In 1847, Newman was ordained a Catholic priest in Rome, and Pope Pius IX sent him back to Oxford to found small communities of priests, in the model of St. Philip Neri. These communities of priests—known as Oratorians—live and study together and dedicate themselves to preaching and works of charity.

Newman has helped many modern believers grapple with the tensions between faith and reason. Newman keenly felt the hostility that science and technological advances cast on the worldview of faith, and the uncertainty that comes from pursuing faith with certainty in a secular society. In his spiritual autobiography and in theological works such as An Essay in Aid of a Grammar of Assent and The Development of Doctrine, Newman confronted these forces and paved a path forward for believers to pursue a faith that can dialogue with contemporary intellectual movements and cultural mores, but is grounded in the rich apostolic Tradition of Christianity.
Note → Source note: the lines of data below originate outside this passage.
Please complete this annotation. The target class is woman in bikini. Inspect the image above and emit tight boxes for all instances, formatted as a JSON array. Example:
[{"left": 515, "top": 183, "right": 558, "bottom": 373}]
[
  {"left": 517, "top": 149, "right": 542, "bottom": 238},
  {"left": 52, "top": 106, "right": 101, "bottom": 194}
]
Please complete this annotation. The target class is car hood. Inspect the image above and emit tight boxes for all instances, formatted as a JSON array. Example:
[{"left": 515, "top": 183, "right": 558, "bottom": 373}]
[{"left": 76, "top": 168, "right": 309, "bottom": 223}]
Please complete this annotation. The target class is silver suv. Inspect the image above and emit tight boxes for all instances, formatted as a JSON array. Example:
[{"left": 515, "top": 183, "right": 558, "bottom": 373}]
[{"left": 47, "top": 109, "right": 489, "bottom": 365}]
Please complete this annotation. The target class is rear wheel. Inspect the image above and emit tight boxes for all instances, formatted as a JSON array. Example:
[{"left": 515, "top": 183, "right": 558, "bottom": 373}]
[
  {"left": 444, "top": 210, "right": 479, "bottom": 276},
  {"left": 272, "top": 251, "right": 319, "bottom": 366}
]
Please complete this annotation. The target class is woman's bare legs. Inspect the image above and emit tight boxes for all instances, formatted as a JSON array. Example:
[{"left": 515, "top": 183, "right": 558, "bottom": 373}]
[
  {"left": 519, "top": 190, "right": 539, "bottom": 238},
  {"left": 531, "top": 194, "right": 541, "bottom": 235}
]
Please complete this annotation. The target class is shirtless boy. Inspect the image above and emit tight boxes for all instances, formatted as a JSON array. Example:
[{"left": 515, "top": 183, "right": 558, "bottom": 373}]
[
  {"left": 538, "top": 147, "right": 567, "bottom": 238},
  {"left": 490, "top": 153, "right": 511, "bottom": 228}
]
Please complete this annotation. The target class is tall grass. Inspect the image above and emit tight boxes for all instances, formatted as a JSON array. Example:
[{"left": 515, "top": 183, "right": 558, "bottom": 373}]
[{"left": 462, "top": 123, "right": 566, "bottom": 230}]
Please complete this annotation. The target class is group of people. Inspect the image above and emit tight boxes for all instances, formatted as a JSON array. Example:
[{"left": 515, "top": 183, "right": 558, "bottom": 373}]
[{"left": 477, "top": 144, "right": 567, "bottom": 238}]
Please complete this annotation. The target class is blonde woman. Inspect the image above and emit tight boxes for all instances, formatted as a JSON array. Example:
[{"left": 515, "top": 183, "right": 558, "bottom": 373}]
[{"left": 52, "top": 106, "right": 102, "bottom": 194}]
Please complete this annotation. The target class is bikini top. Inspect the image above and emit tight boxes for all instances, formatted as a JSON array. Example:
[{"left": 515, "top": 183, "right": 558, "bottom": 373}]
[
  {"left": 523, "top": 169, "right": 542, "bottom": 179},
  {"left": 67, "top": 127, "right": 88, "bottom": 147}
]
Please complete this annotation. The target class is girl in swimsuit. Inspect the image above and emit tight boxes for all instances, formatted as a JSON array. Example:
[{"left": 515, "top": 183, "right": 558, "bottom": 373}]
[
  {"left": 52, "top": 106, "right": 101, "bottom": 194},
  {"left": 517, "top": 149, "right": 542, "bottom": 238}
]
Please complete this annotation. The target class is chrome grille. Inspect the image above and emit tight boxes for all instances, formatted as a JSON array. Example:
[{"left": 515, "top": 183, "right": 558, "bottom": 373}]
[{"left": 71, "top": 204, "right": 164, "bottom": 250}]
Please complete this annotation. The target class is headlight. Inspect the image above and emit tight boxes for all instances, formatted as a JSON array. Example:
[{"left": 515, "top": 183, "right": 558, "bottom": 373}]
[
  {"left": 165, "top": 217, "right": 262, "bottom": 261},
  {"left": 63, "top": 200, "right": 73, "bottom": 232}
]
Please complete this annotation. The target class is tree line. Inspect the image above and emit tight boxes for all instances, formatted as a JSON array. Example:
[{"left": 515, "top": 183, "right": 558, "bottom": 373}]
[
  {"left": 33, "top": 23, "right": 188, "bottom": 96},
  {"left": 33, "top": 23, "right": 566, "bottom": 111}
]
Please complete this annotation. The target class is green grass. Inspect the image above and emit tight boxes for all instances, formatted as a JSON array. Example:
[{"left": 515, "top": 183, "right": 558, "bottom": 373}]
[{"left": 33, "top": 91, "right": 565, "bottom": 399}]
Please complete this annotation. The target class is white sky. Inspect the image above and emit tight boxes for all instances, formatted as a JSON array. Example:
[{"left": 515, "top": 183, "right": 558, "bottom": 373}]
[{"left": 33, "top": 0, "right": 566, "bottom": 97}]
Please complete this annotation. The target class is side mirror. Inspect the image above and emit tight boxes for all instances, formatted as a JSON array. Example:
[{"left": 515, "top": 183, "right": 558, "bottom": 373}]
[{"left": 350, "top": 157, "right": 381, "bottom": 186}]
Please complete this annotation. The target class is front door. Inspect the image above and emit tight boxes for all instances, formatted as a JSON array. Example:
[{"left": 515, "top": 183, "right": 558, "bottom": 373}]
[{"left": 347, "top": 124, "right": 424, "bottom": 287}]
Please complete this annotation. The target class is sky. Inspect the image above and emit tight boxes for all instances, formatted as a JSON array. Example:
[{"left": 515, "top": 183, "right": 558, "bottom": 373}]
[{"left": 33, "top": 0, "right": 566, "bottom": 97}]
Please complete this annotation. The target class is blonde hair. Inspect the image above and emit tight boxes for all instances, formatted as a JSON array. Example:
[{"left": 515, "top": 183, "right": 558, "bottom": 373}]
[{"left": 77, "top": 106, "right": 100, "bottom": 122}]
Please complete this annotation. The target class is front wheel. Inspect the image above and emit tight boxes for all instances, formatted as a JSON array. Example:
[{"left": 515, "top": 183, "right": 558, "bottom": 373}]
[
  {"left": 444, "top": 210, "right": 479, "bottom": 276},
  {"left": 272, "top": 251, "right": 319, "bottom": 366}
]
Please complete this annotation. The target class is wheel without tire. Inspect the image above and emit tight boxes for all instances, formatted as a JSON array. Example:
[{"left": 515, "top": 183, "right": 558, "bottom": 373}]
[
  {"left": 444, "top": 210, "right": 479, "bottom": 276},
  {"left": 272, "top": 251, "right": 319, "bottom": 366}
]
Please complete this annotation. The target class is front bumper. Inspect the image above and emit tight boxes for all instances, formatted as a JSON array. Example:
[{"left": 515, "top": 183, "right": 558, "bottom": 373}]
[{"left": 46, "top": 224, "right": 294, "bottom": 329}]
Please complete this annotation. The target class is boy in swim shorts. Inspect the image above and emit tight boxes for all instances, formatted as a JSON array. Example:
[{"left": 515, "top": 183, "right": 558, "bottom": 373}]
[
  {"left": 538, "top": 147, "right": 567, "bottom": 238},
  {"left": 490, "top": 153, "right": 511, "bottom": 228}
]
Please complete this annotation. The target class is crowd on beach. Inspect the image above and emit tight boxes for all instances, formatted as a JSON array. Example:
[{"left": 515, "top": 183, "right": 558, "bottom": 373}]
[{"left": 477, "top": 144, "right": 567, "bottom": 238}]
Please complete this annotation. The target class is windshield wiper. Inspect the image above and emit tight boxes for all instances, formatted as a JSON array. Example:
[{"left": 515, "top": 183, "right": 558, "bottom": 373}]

Newman believed that the human person's conscience is the place within each person where God speaks to him or her. Conscience, Newman argued, arises from our deep-seated desire for God, and this desire is the foundation and wellspring of belief.

Portrait of John Henry Newman

One of Newman's most widely-read works is The Idea of a University, which was inspired in part by his work as the first rector of the newly-formed Catholic University in Dublin which eventually became University College Dublin. As rector, Newman oversaw construction of the beautiful University Church, which is now cared for by Notre Dame's Newman Centre for Faith and Reason. Persuaded by Newman's many English Catholic admirers, Pope Leo XIII appointed Newman to the College of Cardinals in 1879. Newman died eleven years later on August 11, 1890. Very shortly after, in 1893, the first Newman Club was established at the University of Pennsylvania in the United States. Hundreds have followed on college campuses the world over, and Newman’s efforts to unite the life of the mind with the life of faith continue to bear fruit in Catholic universities. Newman's vision continually challenges Catholic universities to pursue truth with a clear intellect and in dialogue with the world around them.

Cardinal Newman was beatified in 2010 and canonized by Pope Francis on October 13, 2019 in Rome. On July 31, 2025, Pope Leo XIV named him a Doctor of the Church, a title given to 38 saints in recognition of their extraordinary contributions to the faith.

Today's featured image is a statue of Cardinal Newman on the side of Dillon Hall. One of the poems he wrote on the eve of his conversion, "The Pillar of the Cloud," has become popularized in song form as the hymn "Lead Kindly Light," sung here by the Notre Dame Folk Choir.

St. John Henry Newman, whose great faith illuminated his intellect and brightened his imagination—pray for us!